Abstract

This article describes a large-diameter, surface-wave excited plasma (SWP) source designed for materials processing. The plasma reactor employs a launcher of 2.45 GHz azimuthally symmetric surface waves in the field-free region of 24-pole line-cusp magnetic fields, generated by a set of permanent magnets surrounding the reactor chamber walls; the magnets also provide an electron cyclotron resonance (ECR) magnetic field of 875 G near the chamber wall surfaces. Langmuir probe and optical emission measurements were made for characterizing the plasma produced in Ar. After the microwave power was turned on, the discharge was observed to start near the ECR region and then propagate toward the field-free region in the central area of the chamber. Moreover, the discharge was also observed to be excited by ECR at low microwave-power levels, and by surface waves in the field-free region at above a critical power strongly depending on the gas pressure.
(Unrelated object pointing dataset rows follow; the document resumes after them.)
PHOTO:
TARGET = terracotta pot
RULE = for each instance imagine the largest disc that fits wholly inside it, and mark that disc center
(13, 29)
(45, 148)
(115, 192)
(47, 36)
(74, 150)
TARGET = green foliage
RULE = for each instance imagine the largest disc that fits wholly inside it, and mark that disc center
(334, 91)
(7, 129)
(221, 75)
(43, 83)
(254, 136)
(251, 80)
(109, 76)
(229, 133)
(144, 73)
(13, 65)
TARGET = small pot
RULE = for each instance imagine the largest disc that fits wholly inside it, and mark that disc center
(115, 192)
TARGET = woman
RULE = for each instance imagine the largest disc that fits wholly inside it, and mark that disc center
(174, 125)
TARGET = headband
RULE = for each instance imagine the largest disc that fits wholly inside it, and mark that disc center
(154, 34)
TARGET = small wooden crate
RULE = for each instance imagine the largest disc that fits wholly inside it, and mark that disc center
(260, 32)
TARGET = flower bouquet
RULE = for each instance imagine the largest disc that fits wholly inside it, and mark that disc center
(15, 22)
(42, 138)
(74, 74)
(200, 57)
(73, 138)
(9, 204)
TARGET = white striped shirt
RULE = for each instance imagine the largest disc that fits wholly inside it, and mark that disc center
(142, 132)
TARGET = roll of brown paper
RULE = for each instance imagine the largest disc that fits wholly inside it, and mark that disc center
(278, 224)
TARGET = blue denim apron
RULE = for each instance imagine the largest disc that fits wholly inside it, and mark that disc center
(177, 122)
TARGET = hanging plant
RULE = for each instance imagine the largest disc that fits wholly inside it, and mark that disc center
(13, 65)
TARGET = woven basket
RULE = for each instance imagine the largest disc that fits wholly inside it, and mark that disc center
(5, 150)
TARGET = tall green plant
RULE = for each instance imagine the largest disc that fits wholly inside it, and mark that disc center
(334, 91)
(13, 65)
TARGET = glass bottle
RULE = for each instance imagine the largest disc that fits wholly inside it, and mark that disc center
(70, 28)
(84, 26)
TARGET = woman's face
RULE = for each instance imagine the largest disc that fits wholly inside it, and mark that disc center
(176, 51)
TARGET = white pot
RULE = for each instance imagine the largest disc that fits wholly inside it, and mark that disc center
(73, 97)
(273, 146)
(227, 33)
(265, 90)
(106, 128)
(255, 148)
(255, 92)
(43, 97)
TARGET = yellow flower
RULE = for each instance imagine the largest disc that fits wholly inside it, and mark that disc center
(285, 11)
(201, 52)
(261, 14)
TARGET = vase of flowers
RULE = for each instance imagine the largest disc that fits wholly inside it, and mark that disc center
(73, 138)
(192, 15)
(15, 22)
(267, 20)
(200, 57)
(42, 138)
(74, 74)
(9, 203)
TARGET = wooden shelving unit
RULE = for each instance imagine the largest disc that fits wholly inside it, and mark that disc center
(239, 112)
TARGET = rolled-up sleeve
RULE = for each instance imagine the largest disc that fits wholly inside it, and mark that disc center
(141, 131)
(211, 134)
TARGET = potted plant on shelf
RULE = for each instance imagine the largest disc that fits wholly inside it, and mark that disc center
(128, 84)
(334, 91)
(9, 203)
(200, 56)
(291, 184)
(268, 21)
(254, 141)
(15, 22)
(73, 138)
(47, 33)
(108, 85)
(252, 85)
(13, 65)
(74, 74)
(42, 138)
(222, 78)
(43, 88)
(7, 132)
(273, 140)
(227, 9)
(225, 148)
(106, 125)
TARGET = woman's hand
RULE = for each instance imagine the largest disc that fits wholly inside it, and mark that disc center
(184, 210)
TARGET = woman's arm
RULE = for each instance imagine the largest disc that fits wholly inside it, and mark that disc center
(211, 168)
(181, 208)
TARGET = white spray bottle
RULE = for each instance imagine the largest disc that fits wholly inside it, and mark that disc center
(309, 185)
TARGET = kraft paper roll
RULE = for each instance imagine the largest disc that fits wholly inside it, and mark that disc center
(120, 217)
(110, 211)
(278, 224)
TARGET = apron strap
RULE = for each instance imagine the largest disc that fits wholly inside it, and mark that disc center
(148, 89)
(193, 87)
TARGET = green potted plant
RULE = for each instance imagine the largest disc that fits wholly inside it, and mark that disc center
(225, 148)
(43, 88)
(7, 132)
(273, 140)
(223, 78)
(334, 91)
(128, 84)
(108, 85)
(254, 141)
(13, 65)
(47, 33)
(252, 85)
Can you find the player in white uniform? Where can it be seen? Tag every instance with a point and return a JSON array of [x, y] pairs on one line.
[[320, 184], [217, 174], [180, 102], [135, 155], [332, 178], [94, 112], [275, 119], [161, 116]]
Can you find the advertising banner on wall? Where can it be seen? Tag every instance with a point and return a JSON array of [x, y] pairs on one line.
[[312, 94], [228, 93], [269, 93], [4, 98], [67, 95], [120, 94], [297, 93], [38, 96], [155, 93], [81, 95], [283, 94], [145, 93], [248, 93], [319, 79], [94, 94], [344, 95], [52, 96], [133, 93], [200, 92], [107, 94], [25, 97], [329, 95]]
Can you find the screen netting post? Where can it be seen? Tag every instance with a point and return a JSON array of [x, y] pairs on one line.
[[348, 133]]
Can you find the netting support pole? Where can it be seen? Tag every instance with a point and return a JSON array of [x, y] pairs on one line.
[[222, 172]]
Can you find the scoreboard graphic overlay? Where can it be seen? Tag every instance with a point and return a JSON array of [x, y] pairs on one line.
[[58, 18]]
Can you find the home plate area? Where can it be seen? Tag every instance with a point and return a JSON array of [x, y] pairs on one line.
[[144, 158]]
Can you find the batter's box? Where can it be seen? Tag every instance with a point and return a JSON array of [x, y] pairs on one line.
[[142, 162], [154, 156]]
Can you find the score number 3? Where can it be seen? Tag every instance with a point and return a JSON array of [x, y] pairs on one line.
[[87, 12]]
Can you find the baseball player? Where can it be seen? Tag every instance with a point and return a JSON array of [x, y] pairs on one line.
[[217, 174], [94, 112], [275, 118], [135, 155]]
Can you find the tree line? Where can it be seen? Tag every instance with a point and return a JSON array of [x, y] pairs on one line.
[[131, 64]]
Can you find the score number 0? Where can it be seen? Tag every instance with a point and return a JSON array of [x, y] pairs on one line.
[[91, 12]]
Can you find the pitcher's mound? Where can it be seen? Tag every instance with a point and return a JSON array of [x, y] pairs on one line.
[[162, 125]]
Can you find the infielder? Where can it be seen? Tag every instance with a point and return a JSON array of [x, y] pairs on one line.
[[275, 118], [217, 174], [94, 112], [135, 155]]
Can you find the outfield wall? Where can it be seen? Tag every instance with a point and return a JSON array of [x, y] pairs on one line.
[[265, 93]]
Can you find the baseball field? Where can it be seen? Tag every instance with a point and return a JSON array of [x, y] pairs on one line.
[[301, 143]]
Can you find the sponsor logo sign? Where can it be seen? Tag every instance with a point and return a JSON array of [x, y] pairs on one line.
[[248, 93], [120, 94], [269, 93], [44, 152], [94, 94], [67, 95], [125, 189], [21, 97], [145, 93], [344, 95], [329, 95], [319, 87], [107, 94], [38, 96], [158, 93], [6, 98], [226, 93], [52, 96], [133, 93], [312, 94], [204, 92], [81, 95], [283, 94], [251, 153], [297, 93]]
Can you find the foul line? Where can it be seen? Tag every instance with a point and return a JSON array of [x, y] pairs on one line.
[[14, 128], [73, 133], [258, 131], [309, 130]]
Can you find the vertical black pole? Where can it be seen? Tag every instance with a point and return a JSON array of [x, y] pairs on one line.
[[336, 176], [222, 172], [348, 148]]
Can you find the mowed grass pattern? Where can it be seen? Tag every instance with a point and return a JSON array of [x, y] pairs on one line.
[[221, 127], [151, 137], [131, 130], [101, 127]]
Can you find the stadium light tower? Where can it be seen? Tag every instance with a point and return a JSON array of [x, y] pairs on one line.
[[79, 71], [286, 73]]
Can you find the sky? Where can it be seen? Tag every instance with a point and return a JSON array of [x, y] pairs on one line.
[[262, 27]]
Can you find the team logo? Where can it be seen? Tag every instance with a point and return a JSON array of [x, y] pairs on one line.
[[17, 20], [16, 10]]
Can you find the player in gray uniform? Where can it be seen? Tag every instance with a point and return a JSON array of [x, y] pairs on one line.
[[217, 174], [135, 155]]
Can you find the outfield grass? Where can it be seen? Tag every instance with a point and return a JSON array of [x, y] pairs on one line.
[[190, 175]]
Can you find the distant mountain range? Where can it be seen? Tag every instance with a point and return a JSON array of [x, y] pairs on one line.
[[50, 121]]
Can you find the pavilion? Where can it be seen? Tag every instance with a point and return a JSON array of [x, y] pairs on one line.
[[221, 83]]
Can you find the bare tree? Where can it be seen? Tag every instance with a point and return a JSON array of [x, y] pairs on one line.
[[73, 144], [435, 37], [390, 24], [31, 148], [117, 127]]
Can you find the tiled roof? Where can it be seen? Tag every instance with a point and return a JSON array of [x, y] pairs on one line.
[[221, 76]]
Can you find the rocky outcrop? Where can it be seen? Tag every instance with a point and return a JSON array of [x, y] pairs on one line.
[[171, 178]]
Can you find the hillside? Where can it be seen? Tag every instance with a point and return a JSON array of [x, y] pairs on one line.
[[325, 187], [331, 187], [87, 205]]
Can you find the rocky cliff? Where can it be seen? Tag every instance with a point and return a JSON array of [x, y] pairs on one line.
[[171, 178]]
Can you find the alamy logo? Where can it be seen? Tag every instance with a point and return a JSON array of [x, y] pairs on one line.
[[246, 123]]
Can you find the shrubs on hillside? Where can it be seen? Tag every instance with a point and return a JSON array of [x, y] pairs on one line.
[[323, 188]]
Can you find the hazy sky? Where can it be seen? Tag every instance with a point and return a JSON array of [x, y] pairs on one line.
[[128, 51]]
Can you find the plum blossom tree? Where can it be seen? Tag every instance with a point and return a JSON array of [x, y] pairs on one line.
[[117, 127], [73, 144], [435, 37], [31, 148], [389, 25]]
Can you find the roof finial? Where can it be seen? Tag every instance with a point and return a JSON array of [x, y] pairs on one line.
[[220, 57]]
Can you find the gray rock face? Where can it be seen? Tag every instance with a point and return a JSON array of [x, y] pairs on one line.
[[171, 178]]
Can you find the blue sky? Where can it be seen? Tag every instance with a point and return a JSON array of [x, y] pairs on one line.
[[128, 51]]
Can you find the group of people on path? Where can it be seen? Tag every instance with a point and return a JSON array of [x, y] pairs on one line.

Such a transition of plasma excitation from ECR to SWP was found to occur under conditions where the plasma electron density exceeds a 2.45 GHz microwave cutoff value of ≈7.4×1010 cm−3. As a result, overdense plasmas with large diameters could be successfully produced with moderate microwave input powers ≲1 kW; the electron density was measured to be Ne∼1−3.5×1011 cm−3 in Ar plasmas, with its spatial variation being ≲5% over a 26-cm-diam area. Furthermore, preliminary experiments of SiO2 etching in pure CF4 plasmas showed that the SiO2 etch rate was typically ∼300 nm/min with a good uniformity ≲3% over an 8-in.-diam wafer.